I jumped right into graduate school that spring and I passed both my classes. Shortly after, my fiance decided she was not ready for marriage. I tried summer school and felt myself struggling again. A misunderstood posting on social media and I was once again asked to leave the university. I maintained my sobriety through that ordeal and two years later I found a graduate program on the east coast. My grandmother had encouraged me to go and I have completed my first year, but it was a rocky one. My grandmother passed away this past January and I barely passed one of my classes,  but I stayed the course.
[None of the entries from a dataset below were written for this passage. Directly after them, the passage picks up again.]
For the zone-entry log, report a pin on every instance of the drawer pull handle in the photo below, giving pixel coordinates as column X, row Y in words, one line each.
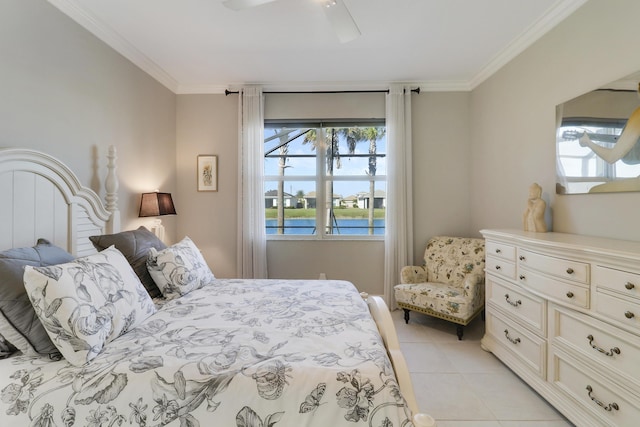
column 609, row 407
column 515, row 304
column 609, row 353
column 513, row 341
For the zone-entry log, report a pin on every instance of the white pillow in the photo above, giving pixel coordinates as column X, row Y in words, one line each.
column 88, row 302
column 179, row 269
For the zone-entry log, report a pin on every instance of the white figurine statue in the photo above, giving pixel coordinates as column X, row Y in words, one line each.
column 533, row 218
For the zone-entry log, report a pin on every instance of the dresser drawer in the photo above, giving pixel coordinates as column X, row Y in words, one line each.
column 606, row 346
column 563, row 268
column 611, row 405
column 529, row 348
column 625, row 311
column 500, row 266
column 530, row 309
column 562, row 292
column 506, row 252
column 625, row 282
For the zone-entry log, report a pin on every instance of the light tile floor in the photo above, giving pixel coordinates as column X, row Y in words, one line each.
column 461, row 385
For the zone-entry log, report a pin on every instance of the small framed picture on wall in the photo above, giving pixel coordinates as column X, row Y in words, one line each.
column 207, row 172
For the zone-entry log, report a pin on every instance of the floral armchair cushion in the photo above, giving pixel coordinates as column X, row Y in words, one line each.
column 450, row 259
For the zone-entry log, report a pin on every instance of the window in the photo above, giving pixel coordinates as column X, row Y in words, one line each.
column 579, row 166
column 325, row 180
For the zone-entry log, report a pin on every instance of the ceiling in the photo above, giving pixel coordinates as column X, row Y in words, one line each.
column 201, row 46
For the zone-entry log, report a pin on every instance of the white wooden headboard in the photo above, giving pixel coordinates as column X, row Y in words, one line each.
column 40, row 197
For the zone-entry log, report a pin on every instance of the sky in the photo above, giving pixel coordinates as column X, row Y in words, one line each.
column 302, row 170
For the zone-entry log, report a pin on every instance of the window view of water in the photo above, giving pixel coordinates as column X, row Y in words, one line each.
column 340, row 226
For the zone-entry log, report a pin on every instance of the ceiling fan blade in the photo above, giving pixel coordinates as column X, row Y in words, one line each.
column 244, row 4
column 342, row 21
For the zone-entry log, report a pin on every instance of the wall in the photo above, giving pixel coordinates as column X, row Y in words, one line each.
column 513, row 122
column 207, row 124
column 66, row 93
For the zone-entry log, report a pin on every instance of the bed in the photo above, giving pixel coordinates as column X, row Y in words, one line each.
column 227, row 352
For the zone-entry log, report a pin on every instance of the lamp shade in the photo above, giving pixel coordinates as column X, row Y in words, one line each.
column 156, row 204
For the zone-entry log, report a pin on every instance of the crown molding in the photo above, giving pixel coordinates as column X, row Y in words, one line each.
column 556, row 14
column 115, row 41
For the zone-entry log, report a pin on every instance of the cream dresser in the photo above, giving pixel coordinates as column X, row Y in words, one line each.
column 563, row 312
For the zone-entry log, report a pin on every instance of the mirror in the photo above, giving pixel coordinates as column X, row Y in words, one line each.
column 597, row 140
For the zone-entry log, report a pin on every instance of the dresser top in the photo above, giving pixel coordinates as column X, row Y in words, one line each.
column 575, row 242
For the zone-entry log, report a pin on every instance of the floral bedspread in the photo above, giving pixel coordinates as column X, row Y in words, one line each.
column 250, row 353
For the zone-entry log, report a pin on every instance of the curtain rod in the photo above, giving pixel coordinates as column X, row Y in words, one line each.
column 416, row 90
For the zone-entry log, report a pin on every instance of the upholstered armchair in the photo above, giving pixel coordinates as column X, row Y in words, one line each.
column 450, row 284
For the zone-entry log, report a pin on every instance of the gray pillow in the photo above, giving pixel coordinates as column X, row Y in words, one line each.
column 134, row 245
column 19, row 324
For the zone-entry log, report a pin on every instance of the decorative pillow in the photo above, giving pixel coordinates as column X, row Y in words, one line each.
column 134, row 245
column 179, row 269
column 19, row 324
column 86, row 303
column 6, row 348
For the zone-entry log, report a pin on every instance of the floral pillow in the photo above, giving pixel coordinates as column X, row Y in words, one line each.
column 179, row 269
column 86, row 303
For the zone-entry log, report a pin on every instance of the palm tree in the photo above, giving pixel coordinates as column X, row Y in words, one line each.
column 371, row 134
column 331, row 145
column 283, row 150
column 352, row 135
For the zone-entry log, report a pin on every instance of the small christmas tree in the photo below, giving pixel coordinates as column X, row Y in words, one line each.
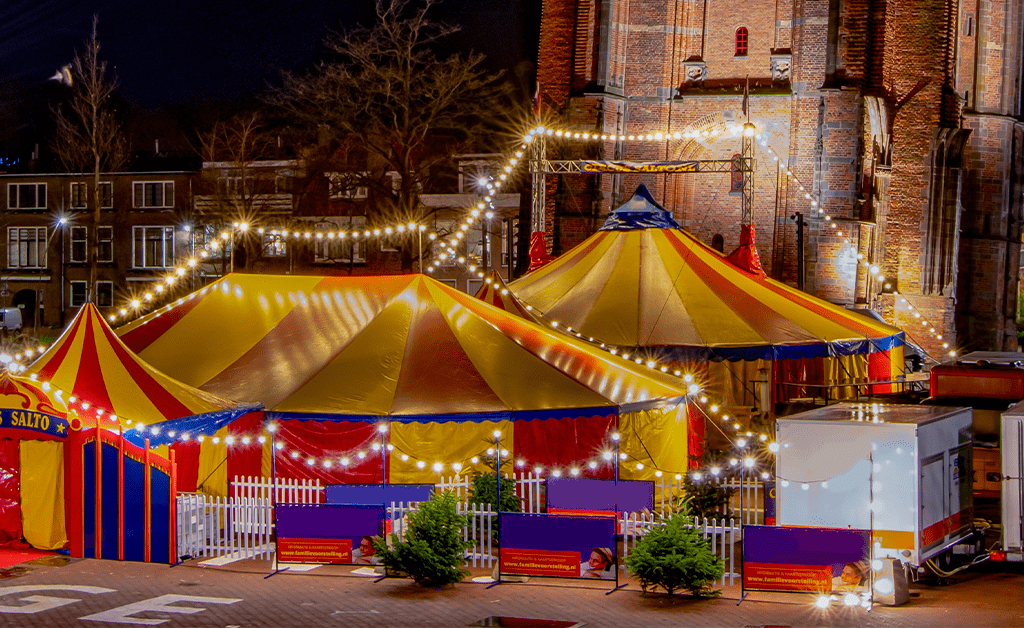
column 433, row 552
column 676, row 556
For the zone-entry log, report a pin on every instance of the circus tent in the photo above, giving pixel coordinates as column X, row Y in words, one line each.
column 110, row 384
column 35, row 421
column 332, row 357
column 643, row 284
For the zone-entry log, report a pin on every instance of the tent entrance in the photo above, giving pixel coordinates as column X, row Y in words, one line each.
column 10, row 502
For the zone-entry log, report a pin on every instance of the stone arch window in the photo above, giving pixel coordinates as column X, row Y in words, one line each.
column 741, row 41
column 736, row 177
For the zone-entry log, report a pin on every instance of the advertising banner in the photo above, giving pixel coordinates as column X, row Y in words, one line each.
column 587, row 496
column 377, row 494
column 338, row 534
column 627, row 166
column 561, row 546
column 813, row 559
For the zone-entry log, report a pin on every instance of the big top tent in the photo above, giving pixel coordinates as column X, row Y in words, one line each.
column 643, row 284
column 332, row 357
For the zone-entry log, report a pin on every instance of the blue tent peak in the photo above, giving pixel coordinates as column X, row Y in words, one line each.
column 641, row 211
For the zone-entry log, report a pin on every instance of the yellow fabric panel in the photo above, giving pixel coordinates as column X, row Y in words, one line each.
column 363, row 377
column 238, row 311
column 705, row 310
column 42, row 494
column 445, row 443
column 548, row 295
column 897, row 367
column 505, row 365
column 656, row 438
column 212, row 476
column 845, row 370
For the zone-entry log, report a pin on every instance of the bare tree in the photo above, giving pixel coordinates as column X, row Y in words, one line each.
column 401, row 110
column 88, row 136
column 241, row 180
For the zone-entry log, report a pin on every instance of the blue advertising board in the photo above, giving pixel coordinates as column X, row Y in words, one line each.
column 582, row 495
column 337, row 534
column 814, row 559
column 563, row 546
column 378, row 494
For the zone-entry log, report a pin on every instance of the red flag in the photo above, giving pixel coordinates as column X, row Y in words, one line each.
column 747, row 97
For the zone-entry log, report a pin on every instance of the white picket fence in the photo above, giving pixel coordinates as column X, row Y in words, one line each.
column 241, row 527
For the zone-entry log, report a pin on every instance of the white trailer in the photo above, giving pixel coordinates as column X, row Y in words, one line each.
column 1012, row 441
column 903, row 472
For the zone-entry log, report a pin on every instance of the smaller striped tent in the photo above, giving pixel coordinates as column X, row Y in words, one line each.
column 91, row 364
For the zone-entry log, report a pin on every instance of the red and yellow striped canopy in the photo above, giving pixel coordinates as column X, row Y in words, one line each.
column 664, row 288
column 495, row 292
column 404, row 346
column 90, row 363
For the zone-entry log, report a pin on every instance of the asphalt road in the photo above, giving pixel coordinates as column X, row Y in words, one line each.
column 102, row 592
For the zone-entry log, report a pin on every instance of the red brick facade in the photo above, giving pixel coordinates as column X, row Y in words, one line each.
column 901, row 118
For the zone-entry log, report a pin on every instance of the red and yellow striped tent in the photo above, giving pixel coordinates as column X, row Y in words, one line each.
column 90, row 363
column 643, row 284
column 495, row 292
column 334, row 356
column 35, row 421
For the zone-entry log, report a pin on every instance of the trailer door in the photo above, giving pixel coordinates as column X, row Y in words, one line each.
column 934, row 503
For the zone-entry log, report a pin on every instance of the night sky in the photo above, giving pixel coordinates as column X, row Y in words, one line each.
column 180, row 52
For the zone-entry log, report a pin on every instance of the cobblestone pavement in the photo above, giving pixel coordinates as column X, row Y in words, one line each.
column 101, row 592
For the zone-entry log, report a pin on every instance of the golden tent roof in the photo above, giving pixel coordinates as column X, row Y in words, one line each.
column 632, row 286
column 404, row 346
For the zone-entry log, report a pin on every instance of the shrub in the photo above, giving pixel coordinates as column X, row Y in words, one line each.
column 676, row 556
column 433, row 551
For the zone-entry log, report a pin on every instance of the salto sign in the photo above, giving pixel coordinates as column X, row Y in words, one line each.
column 121, row 615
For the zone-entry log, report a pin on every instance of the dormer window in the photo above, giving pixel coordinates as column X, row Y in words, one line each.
column 741, row 41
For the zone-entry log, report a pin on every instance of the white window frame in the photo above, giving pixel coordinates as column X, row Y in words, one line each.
column 139, row 197
column 14, row 196
column 82, row 234
column 104, row 233
column 80, row 194
column 338, row 192
column 323, row 246
column 274, row 246
column 100, row 301
column 140, row 233
column 84, row 287
column 19, row 257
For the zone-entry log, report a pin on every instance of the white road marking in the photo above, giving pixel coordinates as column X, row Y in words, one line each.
column 45, row 602
column 122, row 615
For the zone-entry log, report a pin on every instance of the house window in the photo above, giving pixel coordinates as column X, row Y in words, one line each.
column 153, row 195
column 27, row 247
column 79, row 293
column 26, row 196
column 79, row 244
column 736, row 180
column 274, row 246
column 341, row 249
column 105, row 243
column 346, row 186
column 104, row 294
column 80, row 195
column 153, row 247
column 741, row 41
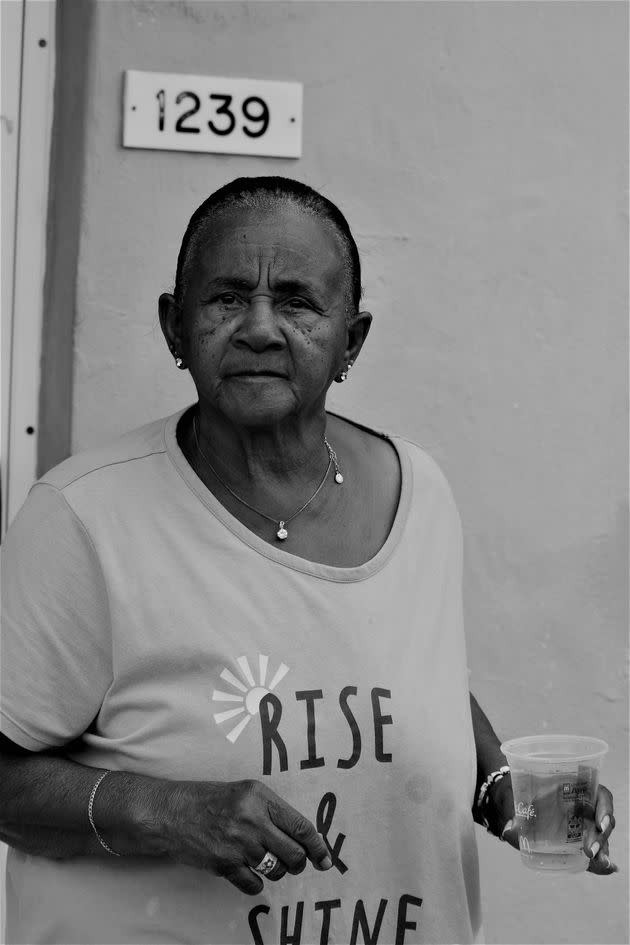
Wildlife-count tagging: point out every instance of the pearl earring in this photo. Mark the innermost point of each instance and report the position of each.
(343, 376)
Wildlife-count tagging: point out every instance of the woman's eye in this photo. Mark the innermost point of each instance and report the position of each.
(298, 303)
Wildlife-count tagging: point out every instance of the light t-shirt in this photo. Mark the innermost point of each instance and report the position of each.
(143, 619)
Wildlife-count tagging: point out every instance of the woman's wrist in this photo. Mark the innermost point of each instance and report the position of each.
(130, 813)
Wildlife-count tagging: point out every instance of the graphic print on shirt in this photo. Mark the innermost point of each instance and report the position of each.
(251, 694)
(391, 920)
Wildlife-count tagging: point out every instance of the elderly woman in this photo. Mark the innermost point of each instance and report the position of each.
(234, 660)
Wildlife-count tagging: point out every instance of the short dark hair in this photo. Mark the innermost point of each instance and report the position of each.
(256, 191)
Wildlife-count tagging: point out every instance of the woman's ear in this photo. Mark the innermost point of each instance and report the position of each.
(358, 328)
(171, 322)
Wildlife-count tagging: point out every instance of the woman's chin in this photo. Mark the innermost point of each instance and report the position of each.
(258, 411)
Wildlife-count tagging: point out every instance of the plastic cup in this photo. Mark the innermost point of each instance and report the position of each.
(554, 780)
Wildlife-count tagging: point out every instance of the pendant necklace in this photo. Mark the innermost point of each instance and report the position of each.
(282, 533)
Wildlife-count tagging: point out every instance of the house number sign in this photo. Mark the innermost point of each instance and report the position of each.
(171, 112)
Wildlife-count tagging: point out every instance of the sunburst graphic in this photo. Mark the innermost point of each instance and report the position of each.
(248, 693)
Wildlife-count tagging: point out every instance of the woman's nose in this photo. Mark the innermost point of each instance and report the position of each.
(259, 328)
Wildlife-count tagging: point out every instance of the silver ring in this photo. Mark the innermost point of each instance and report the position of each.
(267, 864)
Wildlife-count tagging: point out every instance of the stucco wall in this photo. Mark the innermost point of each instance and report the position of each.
(478, 150)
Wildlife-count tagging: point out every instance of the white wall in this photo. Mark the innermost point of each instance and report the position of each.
(479, 152)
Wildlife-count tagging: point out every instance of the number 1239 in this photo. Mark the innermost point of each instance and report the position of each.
(220, 114)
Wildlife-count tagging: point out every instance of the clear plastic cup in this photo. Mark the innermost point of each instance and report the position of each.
(555, 780)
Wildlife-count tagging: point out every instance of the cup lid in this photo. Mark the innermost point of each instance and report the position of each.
(555, 747)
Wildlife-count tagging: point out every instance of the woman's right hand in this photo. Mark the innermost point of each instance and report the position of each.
(228, 827)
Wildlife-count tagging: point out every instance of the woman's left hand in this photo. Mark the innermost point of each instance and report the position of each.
(596, 835)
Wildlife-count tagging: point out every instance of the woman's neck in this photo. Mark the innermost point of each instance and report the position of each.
(289, 455)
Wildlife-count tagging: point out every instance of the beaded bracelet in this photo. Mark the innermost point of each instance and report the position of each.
(91, 817)
(483, 796)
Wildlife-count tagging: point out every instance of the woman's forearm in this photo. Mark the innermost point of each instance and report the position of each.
(44, 808)
(487, 743)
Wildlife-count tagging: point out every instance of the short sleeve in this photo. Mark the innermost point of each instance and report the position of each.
(55, 657)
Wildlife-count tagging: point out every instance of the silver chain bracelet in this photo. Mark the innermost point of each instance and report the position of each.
(91, 817)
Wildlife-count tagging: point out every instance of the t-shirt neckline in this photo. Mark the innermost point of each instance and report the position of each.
(284, 558)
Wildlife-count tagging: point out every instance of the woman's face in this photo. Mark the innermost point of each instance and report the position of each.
(263, 326)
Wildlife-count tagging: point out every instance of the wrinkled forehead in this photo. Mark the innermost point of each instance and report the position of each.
(277, 240)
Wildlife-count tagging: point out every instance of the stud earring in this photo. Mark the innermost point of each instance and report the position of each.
(343, 375)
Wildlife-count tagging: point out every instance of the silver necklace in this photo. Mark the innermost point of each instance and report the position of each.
(282, 533)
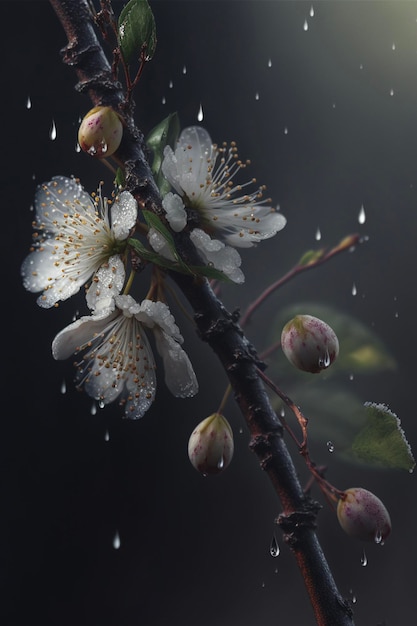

I am thankful I have continued to try, fail, and eventually succeed over the span of my life. I took a different route and I can tell this same story a dozen different ways. I could point my finger for all the reasons it didn’t work out the way it should have and blame anyone but myself from the beginning. However, I am where I am now for a reason. I have founded a new company called iamthankfullife and soon I will use that to help others who have gone down different roads themselves. Not just in education, but from all aspects and angles of life.

My journey and education continue this summer while studying abroad in Uganda. It will be a new experience and a way to continue learning in a different environment. I hope to document this adventure as well as to start iamthankllife to inspire others to continue going down a different road.

Thank you for reading and I will tell you more about my next journey as the time gets closer.